Persons spending a holiday at the seaside, who breathe more invigorating air than that to which they are accustomed in inland cities, often are tempted to eat too -much and exercise but little, with the prompt result of overloading the liver and inducing a bilious attack, for, as Harley says, the liver "acts like a wise horse when overloaded - simply stands still until part of its burden is removed".

Those who have a tendency - often hereditary - to biliousness frequently exhibit idiosyncrasies in regard to special articles of diet, the eating of which, even in moderation, may quickly precipitate an attack.

A bilious condition is sometimes induced by absorption of ptomaines from food in the alimentary canal, which are taken up in such quantity that the liver fails to destroy them.

Bouchard has attempted to show that the ptomaine-destroying function of the liver is aided by glycogen, and is consequently favoured by ingestion of starches.

Dietetic Treatment

The digestive functions of the liver are so varied that it is difficult to arrange any diet for either functional or organic diseases of that organ which meets all the requirements of theory, but clinical experience has abundantly proved the value of certain general principles, the most essential of which is that the liver should be taxed as little as possible, and a non-stimulating diet is required.

Food in general after it has reached the duodenum acts as a stimulant to the liver, and two or three hours after a full meal the bile secretion is increased; but there are a few foods to which a special stimulating effect has been attributed, although their influence, if any, is slight.
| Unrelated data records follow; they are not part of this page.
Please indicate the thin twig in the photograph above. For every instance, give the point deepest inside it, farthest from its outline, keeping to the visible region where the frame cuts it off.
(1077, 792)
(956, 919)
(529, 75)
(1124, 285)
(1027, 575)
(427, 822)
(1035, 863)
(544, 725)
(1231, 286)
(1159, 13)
These are chiefly the succulent vegetables, like tomatoes, and also spinach and cresses. Strong alcohol, condiments, such as pepper, mustard, spices, and especially curry, have the same effect, and should be avoided. Fats and sugars eaten too freely are very apt to disturb the action of the healthy liver, especially during hot weather.
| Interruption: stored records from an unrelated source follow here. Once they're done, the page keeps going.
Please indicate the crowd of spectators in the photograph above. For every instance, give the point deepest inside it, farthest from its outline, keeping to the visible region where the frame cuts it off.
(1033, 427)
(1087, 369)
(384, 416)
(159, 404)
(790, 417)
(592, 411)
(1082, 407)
Coffee and tea may be allowed only in such moderation as one cup a day. Alcohol had better be prohibited entirely. Beer, ale, porter, strong liquors, liqueurs, and all sweet wines, such as champagne, sherry, Madeira, port, and Tokay, must be absolutely forbidden. If necessary as a tonic, a little Rhine wine, hock, or Moselle may be used (not over a couple of glasses daily), or much-diluted whisky. Of all the organs of the body, none is more often poisoned and made cirrhotic by alcohol than the liver, and the moral needs no further emphasis. Many other chemical stimuli, such as opium, derange the liver functions and interfere with the elaboration of food.

More or less intestinal dyspepsia always results from alterations in the quantity or composition of the bile, and on this account as well the food must be carefully selected, and all sugars and most starchy aliments must be forbidden as well as fats.

Among the articles especially prohibited in all cases of liver disease are condiments, spices, curries, pickles, sauces, rich soups, fried food of every kind, veal, pork, sausages; salt foods, such as corned beef and salt fish; crustaceans, new bread, preserves, and sweets of all sorts; pastry, puddings, cakes; all the heavier starchy vegetables, such as potatoes, corn, peas, beans; salad oil; oily fish, like salmon and sardines. Only fresh food should be given.

In acute functional derangement of the liver, whether there is imperfect or diminished secretion of bile or hypersecretion, it is best to considerably reduce all food in quantity. At first, if there are vomiting and headache, only light broths, beef tea, and perhaps dry toast or a cracker should be given.

In acute hepatic disease the tongue becomes furred and the appetite is apt to fail. The latter, in a manner, keeps guard over the liver, for when that organ is overloaded or incapacitated to work a failing appetite leads to taking in less food until proper functional activity is restored. But there are many chronic cases in which continued absence of appetite leads the patient to take less nourishment than is really needed, and in such cases it is not a reliable guide. It is not desirable to restrict the diet too closely or allow it to become monotonous. The palate should rather be tempted by reasonable variety.